Encuentro el sendero que circula entre los árboles y me deslizo despacio por las colinas de Primrose acariciando la hierba que crece alrededor. A mis pies se extiende la ciudad dormida. Brillante, recién lavada. Sobre ella, percibo pequeños jirones de niebla reales solo para mí, entre los que se desliza la pasión que la ha imaginado. La misma que guio a los hombres que la construyeron, sus vidas, sus historias… Ese es el motivo por el que Londres está dotada de esa belleza cambiante, vital y a la vez serena que me une a sus luces y sus sombras.

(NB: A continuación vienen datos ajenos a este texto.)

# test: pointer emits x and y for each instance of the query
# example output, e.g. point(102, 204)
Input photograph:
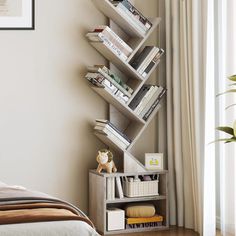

Agradezco el regalo que me ha hecho esta ciudad, porque igual que a ella a mí también me ha alcanzado esa pasión. Porque la pasión es lo que me ha hecho escribir durante estos años en los que la he habitado y lo seguirá haciendo en todas las historias que lleguen a mi pluma. Solo la pasión me ayudará a cumplir un sueño, un sueño que en algunos momentos podía parecer una locura, la locura de reinventarme y reinventar la vida cada día en mis relatos.

Cierro los ojos aspirando el aroma de la incipiente primavera. Un roce frío en mi mejilla me hace abrirlos de nuevo para ver cómo las cortinas del salón bailan una extraña danza impulsadas por el aire que apenas se cuela entre las rendijas. Diana Krall hace tiempo que ha enmudecido, pero su voz aún me envuelve como una manta a rayas sobre el sofá blanco. La mañana recién estrenada trae una luz que recorre la distancia hasta mis manos. Las tiñe de color mientras ilumina una brizna de hierba que tengo entre los dedos.

Recuerdo ahora unas palabras de Walt Whitman:

«No abandones las ansias de hacer de tu vida algo extraordinario. No dejes de creer que las palabras y las poesías sí pueden cambiar el mundo».

Passionata

Despertó a la mañana, arrancada del sueño por el timbre agudo y desagradable del teléfono. Abrió un ojo, miró el despertador de la mesita de noche y comprobó que eran las siete de la mañana. Se desconcertó, no sabía muy bien dónde se encontraba. De repente, recordó que estaba en la casa de la montaña. Miró hacia el otro lado de la cama y las sábanas aún embozadas, la almohada sin arrugas, le recordaron que Carlos no estaba allí.

Estiró el brazo y, con gesto cansado, descolgó el teléfono mientras un aire de preocupación cruzaba por su cara.

—María, cariño, siento no haber estado ayer por la noche en tu cena. —Era la voz de Carlos, clara, precisa, cariñosa.